Lívia La Gatto possui 299 mil seguidores em uma rede social (Foto: Instagram/@livialagatto)

Livia La Gatto é atriz, roteirista e produz conteúdos de comédia nas redes sociais. A artista tem 299 mil seguidores que acompanham suas produções, como as paródias que fez sobre os Red Pills. Para Janira Sodré, a ameaça que o coach fez à atriz é uma ideia de interromper mulheres e destacou que a legislação brasileira já possui um arcabouço jurídico que opera para a proteção nas redes sociais. Ainda assim, a professora ressaltou a importância de coibir a misoginia no ambiente virtual e pontuou que “é um tema de interesse para as mulheres a regulação da internet”.
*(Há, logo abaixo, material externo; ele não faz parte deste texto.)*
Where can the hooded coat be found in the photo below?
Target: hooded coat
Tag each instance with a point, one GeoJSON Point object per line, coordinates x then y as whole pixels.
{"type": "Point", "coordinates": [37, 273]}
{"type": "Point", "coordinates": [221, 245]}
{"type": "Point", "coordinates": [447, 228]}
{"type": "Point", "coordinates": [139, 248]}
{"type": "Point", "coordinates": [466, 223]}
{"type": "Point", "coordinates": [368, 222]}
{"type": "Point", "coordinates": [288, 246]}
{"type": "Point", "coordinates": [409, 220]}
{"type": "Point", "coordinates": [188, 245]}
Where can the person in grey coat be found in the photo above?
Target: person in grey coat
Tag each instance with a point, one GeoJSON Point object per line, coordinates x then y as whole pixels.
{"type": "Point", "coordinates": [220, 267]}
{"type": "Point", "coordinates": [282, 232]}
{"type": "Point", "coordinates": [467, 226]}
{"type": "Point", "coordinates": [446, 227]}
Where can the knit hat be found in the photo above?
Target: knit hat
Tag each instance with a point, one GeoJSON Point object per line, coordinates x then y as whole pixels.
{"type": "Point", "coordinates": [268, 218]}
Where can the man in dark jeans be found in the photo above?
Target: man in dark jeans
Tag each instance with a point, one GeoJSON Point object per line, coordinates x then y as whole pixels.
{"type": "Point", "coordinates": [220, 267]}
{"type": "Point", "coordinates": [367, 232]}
“[A legislação] é amplamente relacionada ao crime de ódio, mas para pensar o crime de ódio contra as mulheres seja crime na deep web ou discursos de ódio na internet superfície, que é aquela ideia de uma palavra, de uma piada que autoriza a bala., porque o corpo dessa mulher merece o nosso desprezo. É isso que essas pessoas que se autointitulam redpills estão fazendo na internet”, afirmou.

Ao destacar o caso que envolve a Livia La Gatto, Sodré pontuou que os casos são mais comuns por meio das redes sociais e destacou a importância da participação e permanência dessas mulheres influenciadoras nas redes.

“Nós temos o papel de empoderar mulheres na internet, de fortalecer essa participação, de segui-las, comentá-las, tratá-las como atoras e sujeitas relevantes na vida política, na vida pública, fazendo essa disputa inclusive no ambiente digital”, disse.

Relevância das redes

A especialista em estudos feministas ainda ressalta a relevância do espaço virtual na vida das pessoas atualmente. De acordo com ela, na internet “todos somos cyborgs” e ninguém funciona sem uma câmera, um microfone e outras máquinas digitais e destacou a importância da educação desde a infância.

“A hora que o celular some a gente falta dar um ataque do coração porque hoje estamos interconectados com máquinas. Então é um cuidado que precisamos ter sobretudo com as novas gerações, porque a socialização das crianças, dos adolescentes e jovens se dá hoje muito mais fortemente na internet e não no ambiente escolar”, disse.